A continuación desaparecieron la criatura y ella.
—¡Kate! —exclamó Emma—. ¿Adónde ha ido?
Michael soltó un grito ahogado.
—Se… se lo ha llevado al pasado —respondió el niño—. Tal como hizo con la condesa. Se lo ha llevado al pasado para librarse de él.
El corazón le golpeaba con fuerza el pecho. Michael colocó una mano sobre la mesa para no caerse al suelo.
—Entonces, ¿por qué no ha vuelto? —El rostro de Emma estaba húmedo, y Michael ignoraba si era por la lluvia, por las lágrimas o por ambas cosas—. ¡Debería haber vuelto enseguida!

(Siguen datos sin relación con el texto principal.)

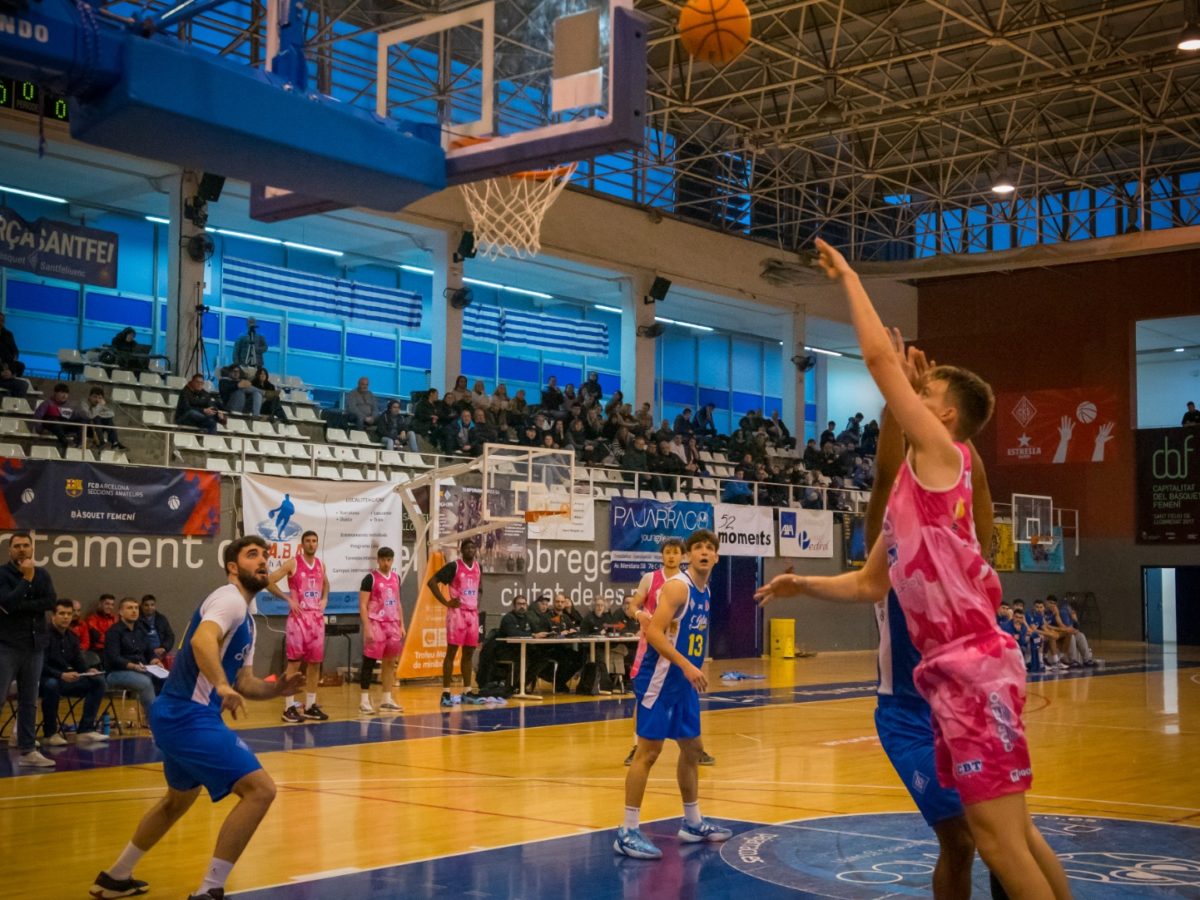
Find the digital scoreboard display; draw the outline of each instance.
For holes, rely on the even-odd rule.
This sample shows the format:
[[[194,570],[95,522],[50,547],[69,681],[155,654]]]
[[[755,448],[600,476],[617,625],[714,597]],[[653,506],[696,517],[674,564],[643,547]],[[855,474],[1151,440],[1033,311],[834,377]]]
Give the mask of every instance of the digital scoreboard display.
[[[16,109],[18,113],[67,121],[67,98],[61,94],[42,90],[34,82],[0,77],[0,109]]]

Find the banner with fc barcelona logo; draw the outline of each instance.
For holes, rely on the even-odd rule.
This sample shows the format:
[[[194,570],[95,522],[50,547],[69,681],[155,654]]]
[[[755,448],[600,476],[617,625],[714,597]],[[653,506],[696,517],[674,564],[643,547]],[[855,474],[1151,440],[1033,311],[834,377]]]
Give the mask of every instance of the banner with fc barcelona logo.
[[[0,528],[209,536],[221,476],[197,469],[0,460]]]

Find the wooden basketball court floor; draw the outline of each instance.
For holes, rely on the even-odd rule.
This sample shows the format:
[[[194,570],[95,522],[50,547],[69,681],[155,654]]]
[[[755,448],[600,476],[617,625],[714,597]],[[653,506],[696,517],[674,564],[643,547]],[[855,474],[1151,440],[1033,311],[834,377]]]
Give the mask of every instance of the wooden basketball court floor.
[[[1031,677],[1025,721],[1038,823],[1076,896],[1200,898],[1200,649],[1109,644],[1099,670]],[[739,671],[762,680],[721,680]],[[618,858],[631,696],[442,710],[437,686],[400,691],[406,714],[356,715],[358,686],[323,689],[332,720],[284,726],[278,702],[238,722],[278,797],[229,890],[336,898],[926,896],[936,856],[872,722],[872,653],[707,666],[701,808],[730,844],[674,839],[676,751],[642,811],[659,863]],[[8,900],[85,898],[163,790],[145,737],[53,752],[26,774],[0,758]],[[232,799],[202,794],[138,868],[148,898],[199,883]],[[977,895],[986,878],[977,863]]]

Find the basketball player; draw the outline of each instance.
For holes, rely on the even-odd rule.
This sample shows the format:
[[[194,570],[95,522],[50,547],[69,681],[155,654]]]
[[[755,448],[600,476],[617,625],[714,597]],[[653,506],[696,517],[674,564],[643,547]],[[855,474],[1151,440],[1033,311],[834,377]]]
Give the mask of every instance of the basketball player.
[[[266,541],[239,538],[222,556],[227,583],[192,614],[170,677],[150,707],[150,730],[163,755],[167,796],[146,812],[116,862],[96,876],[91,895],[102,900],[144,894],[149,886],[133,877],[143,856],[170,830],[205,787],[214,803],[227,794],[238,805],[217,835],[212,862],[190,900],[222,900],[238,857],[275,799],[275,782],[221,714],[235,719],[246,698],[269,700],[295,690],[300,673],[268,684],[256,678],[254,620],[251,600],[266,587]]]
[[[376,660],[383,660],[383,696],[380,713],[403,713],[392,700],[391,686],[396,682],[396,660],[404,649],[404,616],[400,607],[400,575],[391,568],[396,553],[391,547],[379,547],[376,553],[379,568],[367,575],[359,586],[359,617],[362,620],[362,666],[359,688],[362,698],[359,712],[373,715],[371,708],[371,679]]]
[[[313,719],[323,722],[329,716],[317,706],[317,684],[320,682],[320,664],[325,659],[325,607],[329,605],[329,577],[325,564],[317,558],[316,532],[300,535],[300,556],[292,557],[271,572],[266,586],[275,596],[288,604],[287,636],[284,650],[288,667],[284,672],[290,677],[305,668],[305,690],[307,696],[302,704],[296,703],[293,695],[283,698],[283,721],[302,722]],[[288,580],[288,593],[278,588],[278,582]]]
[[[629,599],[629,614],[637,619],[642,628],[641,638],[637,641],[637,652],[634,655],[634,665],[629,670],[629,679],[634,680],[637,678],[637,671],[642,665],[642,656],[646,655],[646,624],[654,616],[654,607],[659,602],[659,590],[662,586],[667,583],[671,578],[679,574],[679,565],[683,563],[683,541],[678,538],[668,538],[662,542],[659,548],[659,553],[662,556],[662,566],[653,572],[646,572],[642,580],[637,583],[637,588],[634,590],[634,595]],[[637,752],[637,734],[636,734],[636,718],[635,722],[635,736],[634,746],[629,750],[629,756],[625,757],[625,764],[629,766],[634,762],[634,754]],[[700,764],[701,766],[714,766],[716,758],[709,756],[704,752],[703,748],[700,751]]]
[[[662,851],[638,827],[642,797],[650,767],[662,742],[679,744],[676,770],[683,799],[679,840],[726,841],[733,833],[700,815],[700,691],[708,689],[701,671],[708,647],[708,576],[716,565],[720,539],[707,529],[688,535],[688,571],[672,577],[659,592],[654,616],[646,626],[649,647],[642,658],[634,695],[637,701],[637,752],[625,774],[625,823],[612,848],[635,859],[661,859]]]
[[[1067,876],[1025,805],[1032,784],[1021,724],[1025,666],[996,625],[1000,578],[976,539],[971,455],[964,442],[991,416],[992,395],[972,372],[930,370],[920,391],[858,276],[817,240],[820,265],[840,281],[863,360],[908,440],[866,565],[835,577],[782,575],[764,601],[804,593],[827,600],[882,600],[889,581],[922,661],[914,684],[934,713],[938,780],[958,788],[979,853],[1013,896],[1069,898]]]
[[[452,707],[450,683],[454,680],[454,658],[462,648],[462,696],[463,702],[482,702],[470,691],[472,659],[479,647],[479,589],[482,574],[475,562],[478,546],[474,538],[466,538],[458,545],[460,558],[446,563],[428,581],[428,589],[439,604],[446,607],[446,656],[442,662],[442,706]],[[445,584],[450,590],[448,600],[442,593]]]

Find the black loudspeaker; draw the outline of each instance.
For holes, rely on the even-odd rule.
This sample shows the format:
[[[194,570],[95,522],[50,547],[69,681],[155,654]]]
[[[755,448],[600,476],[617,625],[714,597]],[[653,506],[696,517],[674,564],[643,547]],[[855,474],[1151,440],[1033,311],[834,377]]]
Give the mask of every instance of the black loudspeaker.
[[[646,302],[661,304],[666,299],[667,292],[670,289],[671,289],[670,278],[656,276],[654,278],[654,283],[650,284],[650,293],[646,295],[647,296]]]
[[[224,175],[214,175],[211,172],[205,172],[200,175],[200,186],[196,188],[196,193],[209,203],[216,203],[221,199],[221,191],[223,190]]]

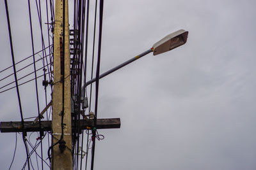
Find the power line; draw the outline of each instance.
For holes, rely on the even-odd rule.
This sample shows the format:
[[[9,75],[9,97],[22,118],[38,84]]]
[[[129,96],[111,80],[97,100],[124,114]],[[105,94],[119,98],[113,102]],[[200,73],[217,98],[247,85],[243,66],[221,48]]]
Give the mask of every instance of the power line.
[[[44,76],[44,74],[40,75],[40,76],[37,76],[37,78],[40,78],[40,77],[42,77],[42,76]],[[24,83],[20,83],[20,84],[18,85],[18,86],[15,85],[15,86],[14,86],[14,87],[12,87],[9,88],[9,89],[6,89],[6,90],[3,90],[3,91],[0,92],[0,94],[1,94],[1,93],[5,92],[6,92],[6,91],[8,91],[8,90],[11,90],[11,89],[14,89],[14,88],[17,87],[19,87],[19,86],[20,86],[20,85],[22,85],[26,84],[26,83],[29,83],[29,82],[30,82],[30,81],[34,80],[35,79],[35,78],[31,79],[31,80],[28,80],[28,81],[25,81],[25,82],[24,82]]]
[[[49,56],[49,55],[51,55],[51,54],[47,55],[45,56],[44,57],[47,57],[47,56]],[[18,73],[18,72],[19,72],[19,71],[22,71],[22,70],[23,70],[23,69],[24,69],[28,67],[29,66],[31,66],[32,64],[36,63],[36,62],[38,62],[38,61],[42,60],[42,59],[38,59],[38,60],[36,60],[35,62],[32,62],[32,63],[31,63],[31,64],[29,64],[26,66],[25,67],[22,67],[22,68],[19,69],[18,71],[16,71],[16,73]],[[44,68],[44,67],[42,67],[42,68]],[[41,69],[42,69],[42,68],[41,68]],[[14,74],[14,73],[12,73],[12,74],[9,74],[9,75],[8,75],[7,76],[5,76],[4,78],[1,79],[1,80],[0,80],[0,81],[2,81],[2,80],[4,80],[4,79],[6,79],[6,78],[7,78],[11,76],[12,75],[13,75],[13,74]]]
[[[37,4],[37,1],[36,4]],[[31,43],[32,43],[32,51],[33,51],[33,59],[34,62],[34,73],[35,73],[35,83],[36,85],[36,103],[37,103],[37,111],[38,111],[38,118],[39,118],[39,128],[41,129],[41,117],[40,116],[40,108],[39,108],[39,99],[38,99],[38,89],[37,87],[37,79],[36,79],[36,64],[35,64],[35,50],[34,50],[34,39],[33,37],[33,28],[32,28],[32,22],[31,22],[31,10],[30,10],[30,0],[28,1],[28,8],[29,8],[29,23],[30,23],[30,33],[31,33]],[[40,14],[41,14],[41,8],[40,8]],[[41,20],[40,20],[41,21]],[[40,27],[41,27],[41,32],[42,32],[42,22],[40,24]],[[44,48],[42,48],[44,49]],[[43,51],[43,57],[44,56],[44,51]],[[45,72],[44,72],[45,73]],[[41,132],[40,132],[40,138],[42,139],[42,133]],[[42,158],[43,158],[43,144],[41,143],[41,156]],[[37,157],[36,157],[37,158]],[[42,169],[44,169],[44,163],[43,163],[43,159],[42,159]],[[36,159],[37,160],[37,159]],[[36,161],[37,162],[37,161]],[[38,164],[37,164],[38,165]]]
[[[49,48],[49,47],[51,47],[51,46],[52,46],[52,45],[50,45],[50,46],[46,47],[45,49],[47,49],[47,48]],[[43,51],[44,50],[40,50],[40,51],[39,51],[39,52],[35,53],[35,54],[38,54],[38,53],[40,53],[40,52],[41,52],[42,51]],[[20,60],[19,62],[15,63],[15,65],[17,65],[17,64],[18,64],[22,62],[22,61],[24,61],[24,60],[27,60],[27,59],[28,59],[32,57],[33,55],[33,54],[32,54],[31,55],[29,55],[29,57],[27,57],[26,58],[22,59],[22,60]],[[46,56],[45,56],[45,57],[46,57]],[[40,60],[40,59],[39,59],[39,60]],[[36,60],[36,61],[38,61],[38,60]],[[9,66],[9,67],[6,67],[6,68],[5,68],[5,69],[4,69],[0,71],[0,73],[2,73],[3,71],[6,71],[6,70],[7,70],[7,69],[11,68],[12,66]]]
[[[40,69],[42,69],[42,68],[44,68],[44,67],[40,67],[40,68],[36,69],[35,71],[33,71],[33,72],[32,72],[32,73],[29,73],[29,74],[26,74],[26,75],[25,75],[25,76],[22,76],[22,77],[19,78],[19,79],[17,80],[17,81],[20,80],[21,79],[24,78],[25,77],[27,77],[27,76],[28,76],[29,75],[32,74],[33,73],[35,73],[35,72],[36,72],[36,71],[40,70]],[[17,72],[16,72],[16,73],[17,73]],[[36,77],[34,80],[36,80],[36,78],[37,78]],[[11,83],[8,83],[8,84],[4,85],[4,86],[2,86],[1,87],[0,87],[0,89],[3,89],[3,88],[4,88],[4,87],[6,87],[6,86],[8,86],[8,85],[11,85],[11,84],[12,84],[12,83],[15,83],[15,81],[12,81]]]
[[[15,133],[15,148],[14,148],[13,156],[12,157],[12,163],[10,165],[9,170],[11,169],[12,163],[13,163],[14,158],[15,157],[15,153],[16,153],[16,148],[17,148],[17,132]]]
[[[5,3],[5,10],[6,12],[7,23],[8,23],[8,26],[9,39],[10,39],[10,45],[11,46],[12,63],[13,63],[13,72],[15,73],[14,76],[15,78],[16,90],[17,90],[17,94],[18,96],[19,105],[19,108],[20,108],[20,113],[21,122],[22,122],[22,128],[23,129],[22,139],[23,139],[23,142],[25,145],[26,152],[27,153],[27,158],[28,159],[28,152],[29,151],[28,151],[28,146],[26,145],[26,141],[25,141],[25,131],[24,129],[24,120],[23,120],[23,115],[22,115],[22,109],[21,107],[19,87],[18,87],[18,81],[17,81],[17,74],[16,74],[15,62],[14,60],[13,48],[13,45],[12,45],[12,31],[11,31],[11,26],[10,26],[10,24],[9,12],[8,12],[8,8],[7,0],[4,0],[4,3]],[[28,169],[29,169],[29,170],[30,170],[29,160],[28,160]]]
[[[100,16],[99,16],[99,45],[98,45],[98,60],[97,63],[97,69],[96,69],[96,83],[95,83],[95,114],[94,114],[94,127],[93,128],[93,145],[92,145],[92,163],[91,163],[91,170],[93,169],[93,164],[94,164],[94,155],[95,155],[95,132],[96,132],[96,127],[97,127],[97,108],[98,108],[98,96],[99,96],[99,80],[100,75],[100,52],[101,52],[101,38],[102,33],[102,19],[103,19],[103,5],[104,1],[100,1]]]

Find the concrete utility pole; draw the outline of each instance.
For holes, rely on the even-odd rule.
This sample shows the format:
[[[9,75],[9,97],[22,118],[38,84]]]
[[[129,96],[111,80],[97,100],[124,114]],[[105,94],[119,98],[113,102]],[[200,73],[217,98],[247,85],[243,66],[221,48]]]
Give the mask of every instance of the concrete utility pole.
[[[65,4],[63,4],[63,1]],[[73,169],[72,154],[72,124],[70,78],[70,49],[68,27],[68,1],[55,1],[55,23],[54,39],[54,87],[52,92],[52,142],[54,145],[61,136],[61,111],[63,112],[63,139],[65,148],[61,152],[60,144],[53,146],[51,169]],[[65,6],[65,16],[63,15]],[[63,17],[65,24],[63,24]],[[65,25],[65,28],[63,28]],[[63,31],[65,29],[65,31]],[[65,37],[63,36],[65,32]],[[65,42],[63,41],[65,39]],[[64,51],[63,51],[64,49]],[[63,59],[64,55],[64,59]],[[65,70],[62,61],[64,60]],[[64,82],[63,78],[64,77]],[[63,83],[64,83],[64,103],[63,103]]]

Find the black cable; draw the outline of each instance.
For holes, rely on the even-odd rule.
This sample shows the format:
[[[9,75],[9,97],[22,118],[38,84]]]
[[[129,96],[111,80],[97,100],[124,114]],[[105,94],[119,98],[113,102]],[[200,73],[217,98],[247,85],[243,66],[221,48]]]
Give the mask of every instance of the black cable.
[[[45,137],[45,134],[43,136],[42,139],[44,139],[44,138]],[[40,141],[36,145],[35,145],[35,146],[33,147],[33,148],[32,149],[32,151],[29,153],[29,159],[30,159],[30,157],[31,157],[31,156],[32,155],[32,154],[33,154],[34,152],[36,152],[36,148],[38,147],[38,146],[40,145],[40,143],[42,142],[42,140],[40,140]],[[45,160],[44,160],[44,162],[49,167],[50,167],[50,166],[49,166]],[[26,165],[27,164],[27,162],[28,162],[28,159],[27,159],[27,160],[26,160],[25,163],[24,163],[24,165],[23,165],[22,169],[24,169],[25,168]]]
[[[13,160],[14,160],[14,158],[15,157],[15,153],[16,153],[16,148],[17,148],[17,132],[15,133],[15,136],[16,136],[16,138],[15,138],[15,148],[14,149],[14,153],[13,153],[13,156],[12,157],[12,163],[10,165],[9,167],[9,170],[11,169],[12,166],[12,163],[13,163]]]
[[[41,76],[37,76],[37,78],[40,78],[40,77],[42,77],[42,76],[44,76],[44,74],[42,74],[42,75],[41,75]],[[19,86],[20,86],[20,85],[22,85],[26,84],[26,83],[29,83],[29,82],[30,82],[30,81],[34,80],[35,80],[35,78],[33,78],[33,79],[31,79],[31,80],[28,80],[28,81],[25,81],[25,82],[24,82],[24,83],[20,83],[20,84],[18,85],[18,86],[15,85],[15,86],[13,86],[13,87],[11,87],[11,88],[7,89],[6,90],[3,90],[3,91],[0,92],[0,94],[1,94],[1,93],[5,92],[6,92],[6,91],[8,91],[8,90],[11,90],[11,89],[14,89],[14,88],[15,88],[15,87],[19,87]]]
[[[52,45],[50,45],[50,46],[46,47],[45,49],[47,49],[47,48],[51,47]],[[38,54],[38,53],[41,52],[42,51],[43,51],[43,50],[40,50],[40,51],[39,51],[39,52],[35,53],[35,54]],[[20,60],[19,62],[15,63],[15,64],[17,65],[17,64],[18,64],[22,62],[22,61],[24,61],[24,60],[27,60],[27,59],[29,59],[30,57],[33,57],[33,55],[29,55],[29,57],[27,57],[26,58],[22,59],[22,60]],[[9,66],[9,67],[6,67],[6,68],[5,68],[5,69],[4,69],[0,71],[0,73],[2,73],[3,71],[6,71],[6,69],[10,69],[10,68],[12,67],[12,66]]]
[[[22,109],[21,106],[21,102],[20,102],[20,94],[19,94],[19,87],[18,87],[18,81],[17,78],[17,74],[16,74],[16,68],[15,68],[15,62],[14,60],[14,54],[13,54],[13,48],[12,45],[12,31],[11,31],[11,26],[10,24],[10,18],[9,18],[9,12],[8,12],[8,4],[7,4],[7,0],[4,0],[5,3],[5,10],[6,12],[6,17],[7,17],[7,23],[8,23],[8,31],[9,31],[9,39],[10,39],[10,45],[11,46],[11,53],[12,53],[12,63],[13,66],[13,72],[15,73],[14,76],[15,79],[15,83],[16,83],[16,90],[17,90],[17,94],[18,96],[18,100],[19,100],[19,105],[20,108],[20,117],[21,117],[21,122],[22,122],[22,128],[23,129],[22,132],[22,139],[23,139],[23,142],[25,145],[25,148],[26,148],[26,152],[27,154],[27,158],[28,159],[28,149],[26,146],[26,141],[25,141],[25,131],[24,129],[24,120],[23,120],[23,114],[22,114]],[[29,160],[28,160],[29,161]],[[30,170],[30,166],[29,164],[28,164],[28,169]]]
[[[102,19],[103,19],[103,4],[104,1],[100,1],[100,18],[99,18],[99,45],[98,45],[98,60],[97,63],[96,69],[96,82],[95,82],[95,115],[94,115],[94,127],[93,128],[93,145],[92,150],[92,163],[91,163],[91,170],[93,169],[94,164],[94,155],[95,150],[95,131],[97,130],[97,108],[98,108],[98,96],[99,96],[99,80],[100,75],[100,52],[101,52],[101,38],[102,33]]]
[[[94,48],[95,45],[95,34],[96,34],[96,20],[97,20],[97,0],[95,1],[95,10],[94,14],[94,30],[93,30],[93,49],[92,49],[92,71],[91,71],[91,80],[93,78],[93,64],[94,64]],[[91,111],[91,106],[92,106],[92,84],[91,84],[90,89],[90,104],[89,104],[89,112]],[[86,153],[88,152],[88,143],[89,143],[89,134],[87,134],[87,142],[86,142]],[[87,161],[88,161],[88,154],[86,154],[86,164],[85,164],[85,169],[87,169]]]
[[[49,11],[48,11],[48,1],[45,1],[45,4],[46,4],[46,13],[47,13],[47,34],[48,34],[48,45],[50,45],[50,30],[49,30]],[[51,23],[52,24],[52,22]],[[51,48],[49,48],[49,53],[51,53]],[[51,57],[50,57],[51,58]],[[48,60],[46,60],[47,64],[48,64]],[[51,62],[51,61],[50,61]],[[48,69],[49,70],[49,69]],[[44,74],[44,80],[46,80],[46,77],[45,77],[45,74]],[[49,77],[49,78],[51,79],[51,76]],[[52,86],[51,86],[51,89],[52,90]],[[45,89],[45,106],[47,105],[47,91],[46,91],[46,86],[44,88]],[[48,110],[46,110],[46,119],[48,120]],[[47,139],[48,139],[48,148],[50,147],[50,138],[49,136],[49,133],[47,134]]]
[[[36,69],[36,71],[33,71],[33,72],[32,72],[32,73],[28,73],[28,74],[26,74],[25,76],[22,76],[22,77],[19,78],[19,79],[17,80],[17,81],[20,80],[21,79],[23,79],[23,78],[24,78],[25,77],[27,77],[27,76],[28,76],[32,74],[33,73],[35,73],[35,72],[36,72],[36,71],[40,70],[40,69],[42,69],[43,67],[40,67],[40,68]],[[34,80],[36,80],[36,78],[35,78]],[[8,86],[8,85],[11,85],[11,84],[12,84],[12,83],[15,83],[15,81],[12,81],[11,83],[8,83],[8,84],[4,85],[4,86],[2,86],[1,87],[0,87],[0,89],[2,89],[3,88],[6,87],[6,86]]]
[[[50,54],[50,55],[51,55],[51,54]],[[49,55],[47,55],[45,56],[44,57],[46,57],[47,56],[49,56]],[[32,56],[33,56],[33,55],[32,55]],[[38,59],[38,60],[36,60],[35,62],[32,62],[32,63],[31,63],[31,64],[29,64],[26,66],[25,67],[22,67],[22,68],[21,68],[21,69],[20,69],[16,71],[16,73],[18,73],[18,72],[19,72],[19,71],[22,71],[22,70],[23,70],[23,69],[24,69],[28,67],[29,66],[31,66],[32,64],[35,64],[35,62],[38,62],[38,61],[42,60],[42,59]],[[43,68],[43,67],[42,67],[42,68]],[[8,75],[8,76],[5,76],[5,77],[4,77],[3,78],[2,78],[2,79],[0,80],[0,81],[2,81],[2,80],[4,80],[4,79],[6,79],[6,78],[7,78],[11,76],[12,75],[13,75],[13,74],[14,74],[14,73],[12,73],[12,74],[9,74],[9,75]]]
[[[36,1],[36,4],[37,4],[37,1]],[[34,39],[33,39],[33,28],[32,28],[32,22],[31,22],[31,10],[30,10],[30,0],[28,0],[28,8],[29,8],[29,23],[30,23],[30,33],[31,33],[31,43],[32,43],[32,52],[33,53],[33,60],[34,62],[34,70],[35,70],[35,83],[36,85],[36,103],[37,103],[37,111],[38,111],[38,118],[39,118],[39,129],[41,129],[42,128],[42,125],[41,125],[41,117],[40,116],[40,106],[39,106],[39,99],[38,99],[38,89],[37,87],[37,76],[36,76],[36,64],[35,64],[35,50],[34,50]],[[41,15],[41,8],[40,8],[40,15]],[[40,20],[41,22],[41,20]],[[41,27],[41,32],[42,32],[42,22],[40,24],[40,27]],[[44,48],[42,48],[44,49]],[[43,57],[44,56],[44,51],[43,51]],[[44,73],[45,73],[45,71],[44,71]],[[41,132],[40,133],[40,139],[42,139],[42,134]],[[42,158],[43,158],[43,144],[41,143],[41,156]],[[36,157],[36,162],[37,162],[37,157]],[[43,160],[42,160],[42,169],[44,169],[44,162]],[[37,163],[37,166],[38,166],[38,164]]]

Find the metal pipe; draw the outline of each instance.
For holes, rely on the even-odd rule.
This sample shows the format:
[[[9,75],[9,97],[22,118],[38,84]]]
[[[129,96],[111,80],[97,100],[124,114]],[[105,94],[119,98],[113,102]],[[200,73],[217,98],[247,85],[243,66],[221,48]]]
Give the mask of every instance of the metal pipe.
[[[100,79],[102,78],[104,78],[104,76],[108,76],[110,73],[112,73],[113,72],[114,72],[114,71],[115,71],[123,67],[124,66],[125,66],[126,65],[128,65],[131,62],[132,62],[134,60],[137,60],[137,59],[138,59],[140,58],[141,58],[142,57],[143,57],[143,56],[146,55],[147,54],[150,53],[150,52],[153,52],[153,48],[152,48],[145,51],[145,52],[143,52],[141,54],[139,54],[138,55],[137,55],[137,56],[136,56],[136,57],[133,57],[133,58],[125,61],[125,62],[117,66],[116,67],[113,67],[113,69],[111,69],[109,71],[107,71],[105,73],[101,74],[99,76],[99,78]],[[88,81],[87,81],[85,83],[85,87],[86,87],[88,85],[92,84],[92,83],[95,82],[95,81],[96,81],[96,78],[94,78],[92,79],[91,80],[89,80]]]

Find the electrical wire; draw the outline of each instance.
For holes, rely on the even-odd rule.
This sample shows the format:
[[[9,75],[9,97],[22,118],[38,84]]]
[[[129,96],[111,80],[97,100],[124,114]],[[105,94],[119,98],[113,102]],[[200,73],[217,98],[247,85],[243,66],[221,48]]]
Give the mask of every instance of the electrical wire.
[[[97,0],[95,1],[95,10],[94,14],[94,28],[93,28],[93,49],[92,49],[92,71],[91,71],[91,80],[93,78],[93,64],[94,64],[94,48],[95,46],[95,34],[96,34],[96,20],[97,20]],[[91,111],[91,106],[92,106],[92,84],[90,85],[90,104],[89,104],[89,112]],[[86,142],[86,153],[88,152],[88,143],[89,143],[89,134],[87,135],[87,142]],[[87,161],[88,161],[88,154],[86,154],[86,164],[85,164],[85,169],[87,169]]]
[[[42,76],[44,76],[44,74],[40,75],[40,76],[37,76],[37,78],[40,78],[40,77],[42,77]],[[35,78],[31,79],[31,80],[28,80],[28,81],[25,81],[25,82],[24,82],[24,83],[22,83],[19,84],[18,85],[15,85],[15,86],[13,86],[13,87],[12,87],[9,88],[9,89],[7,89],[6,90],[3,90],[3,91],[0,92],[0,94],[3,93],[3,92],[6,92],[6,91],[8,91],[8,90],[11,90],[11,89],[14,89],[14,88],[17,87],[19,87],[19,86],[20,86],[20,85],[22,85],[26,84],[26,83],[29,83],[29,82],[30,82],[30,81],[34,80],[35,79]]]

Emma estaba en lo cierto. Si el Atlas había hecho su efecto y Kate había dejado al chirrido en el pasado, la chica debía haber regresado al momento exacto en que se produjo su marcha. ¿Dónde estaba?
El grito de un chirrido resonó en la torre, y Michael y Emma oyeron en las escaleras las pisadas de unas botas cada vez más cercanas. Los niños se apartaron de la puerta.
Michael oyó que Emma gritaba su nombre.
¿Qué se suponía que tenía que hacer? ¿Qué podía hacer?
Entonces la puerta se abrió de golpe y apareció en el umbral la silueta oscura y andrajosa de un chirrido. En ese preciso instante, un par de manos agarraron a los niños desde atrás.